Sanal dünya ve gerçek dünya etkileşimi: Phygital!
Marketing Türkiye içinde oluşturduğumuz “Alışveriş Merkezleri” bölümünde Türkiye ekonomisinin en önemli sektörlerinden birini yakından izlemeye başladık. Yazılarımda stratejileri, rekabetleri, trendleri ve pazarlama aktiviteleri konularında yeni araştırmaları size aktarmaya çalışıyorum. Sektör tam da bahsettiğimiz gibi her geçen gün daha da önem kazanıyor ve ekonominin tüm paydaşları AVM’lere kaymaya devam ediyor. Öyle ki sadece ajanslar ve markalar değil sektörün tüm paydaşları müşterileriyle buluşmak için sahaya iniyor. Televizyon programları, sinema filmleri, tasarımcılar da artık alışveriş merkezlerinde fiziksel olarak yer alıyor. Örneğin Türkiye’nin Dünya Kupası eleme maçları Zorlu Center’da canlı yayınlanırken Mehmet Demirkol ve diğer futbol yorumcuları Zorlu Center’da televizyon programı formatında canlı yayın gerçekleştirdi. Yine benzer şekilde Mesut Yar, “Laf Çok” programını 212 AVM’den canlı yayınladı. Öte yandan Cem Yılmaz “Arif v 216” film lansmanı için alışveriş merkezlerini gezdi ve ondan fazla AVM’de ön gösterim ve söyleşi düzenledi. 2019 seçimleri yaklaşırken politikacıların da AVM’lerde yer alması inanın hiç şaşırtıcı olmayacak. Çünkü halk ve ekonomi artık alışveriş merkezlerinde…

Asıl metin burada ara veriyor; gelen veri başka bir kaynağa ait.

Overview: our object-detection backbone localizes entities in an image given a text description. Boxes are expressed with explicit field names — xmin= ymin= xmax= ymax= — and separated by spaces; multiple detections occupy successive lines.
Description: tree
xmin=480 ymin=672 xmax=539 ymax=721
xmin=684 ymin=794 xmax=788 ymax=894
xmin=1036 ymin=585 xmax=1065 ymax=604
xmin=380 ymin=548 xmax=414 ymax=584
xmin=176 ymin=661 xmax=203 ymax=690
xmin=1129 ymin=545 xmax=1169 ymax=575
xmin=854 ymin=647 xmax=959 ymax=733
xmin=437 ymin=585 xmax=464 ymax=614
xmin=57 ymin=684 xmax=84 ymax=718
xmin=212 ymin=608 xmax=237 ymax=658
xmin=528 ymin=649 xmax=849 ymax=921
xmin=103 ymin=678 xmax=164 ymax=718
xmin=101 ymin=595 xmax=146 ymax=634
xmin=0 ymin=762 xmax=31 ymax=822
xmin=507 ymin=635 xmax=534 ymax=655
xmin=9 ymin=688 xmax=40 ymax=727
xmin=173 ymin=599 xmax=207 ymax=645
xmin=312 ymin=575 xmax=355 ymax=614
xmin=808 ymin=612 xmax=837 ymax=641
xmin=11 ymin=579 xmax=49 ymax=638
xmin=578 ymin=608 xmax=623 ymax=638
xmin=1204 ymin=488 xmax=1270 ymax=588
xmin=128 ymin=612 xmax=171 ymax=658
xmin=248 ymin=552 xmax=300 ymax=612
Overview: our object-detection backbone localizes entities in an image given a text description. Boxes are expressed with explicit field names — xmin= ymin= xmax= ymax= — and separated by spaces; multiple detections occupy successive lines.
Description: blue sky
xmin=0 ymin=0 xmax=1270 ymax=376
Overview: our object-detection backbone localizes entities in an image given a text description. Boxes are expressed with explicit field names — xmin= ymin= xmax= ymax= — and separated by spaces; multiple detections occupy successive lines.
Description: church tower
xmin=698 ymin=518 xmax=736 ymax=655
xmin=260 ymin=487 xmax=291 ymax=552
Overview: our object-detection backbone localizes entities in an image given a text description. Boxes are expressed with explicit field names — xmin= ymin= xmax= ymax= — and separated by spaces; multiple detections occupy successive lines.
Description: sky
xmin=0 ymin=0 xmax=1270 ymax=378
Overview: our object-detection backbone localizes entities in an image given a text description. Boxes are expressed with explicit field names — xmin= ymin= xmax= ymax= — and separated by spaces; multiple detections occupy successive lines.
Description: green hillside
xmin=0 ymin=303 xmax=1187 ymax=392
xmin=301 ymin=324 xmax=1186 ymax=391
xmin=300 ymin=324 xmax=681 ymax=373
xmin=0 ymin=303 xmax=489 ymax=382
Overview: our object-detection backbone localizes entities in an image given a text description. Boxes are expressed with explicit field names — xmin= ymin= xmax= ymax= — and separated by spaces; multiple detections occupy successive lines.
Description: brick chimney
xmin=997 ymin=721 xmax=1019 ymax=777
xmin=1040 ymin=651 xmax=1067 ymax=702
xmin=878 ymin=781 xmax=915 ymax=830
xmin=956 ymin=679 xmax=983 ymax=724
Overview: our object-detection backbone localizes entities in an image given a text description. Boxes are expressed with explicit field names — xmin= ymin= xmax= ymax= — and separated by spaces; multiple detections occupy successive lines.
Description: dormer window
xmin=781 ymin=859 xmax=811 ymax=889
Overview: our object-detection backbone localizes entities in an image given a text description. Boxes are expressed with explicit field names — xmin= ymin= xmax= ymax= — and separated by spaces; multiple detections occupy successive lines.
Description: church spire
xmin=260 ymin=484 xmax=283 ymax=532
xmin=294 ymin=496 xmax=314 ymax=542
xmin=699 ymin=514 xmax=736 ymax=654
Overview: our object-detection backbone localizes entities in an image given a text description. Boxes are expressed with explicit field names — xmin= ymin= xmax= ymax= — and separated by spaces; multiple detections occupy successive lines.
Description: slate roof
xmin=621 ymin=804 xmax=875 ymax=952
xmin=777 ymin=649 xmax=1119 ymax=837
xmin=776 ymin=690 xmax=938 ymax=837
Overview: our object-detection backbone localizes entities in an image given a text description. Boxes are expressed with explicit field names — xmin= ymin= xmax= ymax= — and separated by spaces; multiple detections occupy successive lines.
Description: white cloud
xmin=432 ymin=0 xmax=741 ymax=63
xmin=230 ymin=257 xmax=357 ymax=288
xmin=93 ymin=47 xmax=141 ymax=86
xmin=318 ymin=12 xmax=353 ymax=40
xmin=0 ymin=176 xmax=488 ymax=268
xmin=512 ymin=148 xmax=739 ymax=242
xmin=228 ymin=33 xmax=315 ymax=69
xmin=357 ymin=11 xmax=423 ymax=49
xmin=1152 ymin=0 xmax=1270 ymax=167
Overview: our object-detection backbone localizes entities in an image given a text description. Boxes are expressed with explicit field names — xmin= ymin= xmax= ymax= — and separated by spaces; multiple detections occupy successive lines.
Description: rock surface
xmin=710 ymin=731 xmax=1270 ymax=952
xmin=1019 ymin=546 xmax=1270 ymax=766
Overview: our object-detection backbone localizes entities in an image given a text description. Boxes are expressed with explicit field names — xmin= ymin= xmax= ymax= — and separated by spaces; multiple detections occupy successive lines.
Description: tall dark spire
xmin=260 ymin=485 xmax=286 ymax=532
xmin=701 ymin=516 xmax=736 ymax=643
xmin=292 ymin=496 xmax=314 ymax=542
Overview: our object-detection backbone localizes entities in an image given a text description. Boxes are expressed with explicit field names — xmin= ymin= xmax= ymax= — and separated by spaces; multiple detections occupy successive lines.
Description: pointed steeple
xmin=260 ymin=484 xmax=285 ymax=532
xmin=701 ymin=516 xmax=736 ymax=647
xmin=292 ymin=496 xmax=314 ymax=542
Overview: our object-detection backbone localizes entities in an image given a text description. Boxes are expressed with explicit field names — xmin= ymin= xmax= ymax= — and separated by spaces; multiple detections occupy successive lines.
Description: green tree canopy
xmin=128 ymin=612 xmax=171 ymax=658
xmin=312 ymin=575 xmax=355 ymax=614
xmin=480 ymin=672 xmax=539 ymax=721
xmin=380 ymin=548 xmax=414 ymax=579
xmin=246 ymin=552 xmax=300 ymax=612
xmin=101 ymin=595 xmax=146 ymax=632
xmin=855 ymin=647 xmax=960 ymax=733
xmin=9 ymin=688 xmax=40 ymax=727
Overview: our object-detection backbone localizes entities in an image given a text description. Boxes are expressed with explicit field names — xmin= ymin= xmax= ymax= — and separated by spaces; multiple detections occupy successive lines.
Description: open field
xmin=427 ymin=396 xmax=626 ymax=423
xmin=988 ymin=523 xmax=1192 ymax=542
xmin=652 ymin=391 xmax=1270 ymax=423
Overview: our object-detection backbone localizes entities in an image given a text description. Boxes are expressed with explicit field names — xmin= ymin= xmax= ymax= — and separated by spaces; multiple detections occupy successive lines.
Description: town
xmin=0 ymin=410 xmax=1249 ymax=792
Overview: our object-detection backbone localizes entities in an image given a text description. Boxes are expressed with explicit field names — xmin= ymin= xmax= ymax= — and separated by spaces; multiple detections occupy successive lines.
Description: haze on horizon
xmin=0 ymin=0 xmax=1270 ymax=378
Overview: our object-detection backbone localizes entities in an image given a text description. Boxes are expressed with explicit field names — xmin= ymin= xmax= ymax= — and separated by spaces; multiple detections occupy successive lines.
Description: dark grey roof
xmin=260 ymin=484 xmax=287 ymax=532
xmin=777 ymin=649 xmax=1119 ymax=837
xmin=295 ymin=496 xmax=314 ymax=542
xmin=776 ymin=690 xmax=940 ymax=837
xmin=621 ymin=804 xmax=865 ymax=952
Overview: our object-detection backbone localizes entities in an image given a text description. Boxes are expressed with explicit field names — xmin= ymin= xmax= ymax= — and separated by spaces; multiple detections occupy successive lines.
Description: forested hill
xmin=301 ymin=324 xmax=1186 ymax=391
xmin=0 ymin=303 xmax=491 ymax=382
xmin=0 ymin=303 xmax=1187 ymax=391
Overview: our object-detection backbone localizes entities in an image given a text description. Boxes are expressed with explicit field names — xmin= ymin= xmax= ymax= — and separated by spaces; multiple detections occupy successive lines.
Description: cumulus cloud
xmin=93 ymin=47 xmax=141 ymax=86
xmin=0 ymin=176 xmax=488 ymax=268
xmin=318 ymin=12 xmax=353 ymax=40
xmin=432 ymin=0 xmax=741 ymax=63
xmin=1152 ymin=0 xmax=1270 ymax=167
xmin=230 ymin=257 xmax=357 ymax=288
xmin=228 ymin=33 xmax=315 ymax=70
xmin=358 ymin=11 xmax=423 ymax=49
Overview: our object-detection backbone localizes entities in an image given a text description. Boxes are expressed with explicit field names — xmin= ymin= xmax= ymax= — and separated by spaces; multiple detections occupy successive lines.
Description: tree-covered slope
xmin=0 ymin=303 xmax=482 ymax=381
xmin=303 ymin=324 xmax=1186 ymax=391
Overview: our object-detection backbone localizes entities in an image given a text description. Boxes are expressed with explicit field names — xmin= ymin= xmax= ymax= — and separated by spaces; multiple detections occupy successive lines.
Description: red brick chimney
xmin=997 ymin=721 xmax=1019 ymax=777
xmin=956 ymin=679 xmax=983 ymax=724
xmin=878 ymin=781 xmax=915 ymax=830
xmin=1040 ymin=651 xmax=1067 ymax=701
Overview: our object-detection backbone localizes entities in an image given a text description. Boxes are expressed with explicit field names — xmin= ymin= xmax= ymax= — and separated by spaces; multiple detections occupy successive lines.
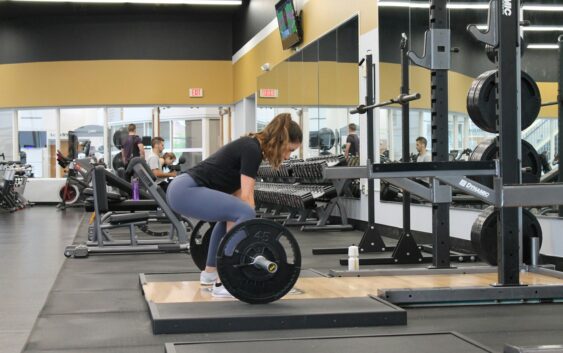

Birçok noktada dijitalleşme ve dijitalleşmenin perakende sektörüne yarattığı tehlikeden bahsederken gitgide artan bu ilginin nedenini iyi anlamak gerekiyor. Bunda elbette deneyim ekonomisinin devam eden etkisi ve ekonomik gücün henüz Alfa kuşağına (2010 sonrası doğan jenerasyon) geçmemiş olmasının payı büyük. Her ne kadar online alışverişe ve dijital aktivitelere yönelsek de hâlâ geleneksel yanlarımız devam ediyor. Marketing Türkiye Genel Yayın Yönetmeni Günseli Özen ile bir sohbetimizde bana yükselmekte olan “phygital marketing” ile ilgili okuduğu bir makaleden bahsetti. Çok ilgimi çekti ve detaylara indiğim zaman aslında şu anki değişimi tam anlamıyla açıklayan yeni bir terim olduğunu gördüm. Kısacası fiziksel ve dijital dünyanın birbirine entegre edildiği, her iki tarafın birbirini desteklediği bir pazarlama dünyasından bahsediyoruz. Daha önceki yazımda bahsettiğim dijitalleşen dünyayı avantaja çevirebilecek perakende çözümlerini içinde barındırıyor.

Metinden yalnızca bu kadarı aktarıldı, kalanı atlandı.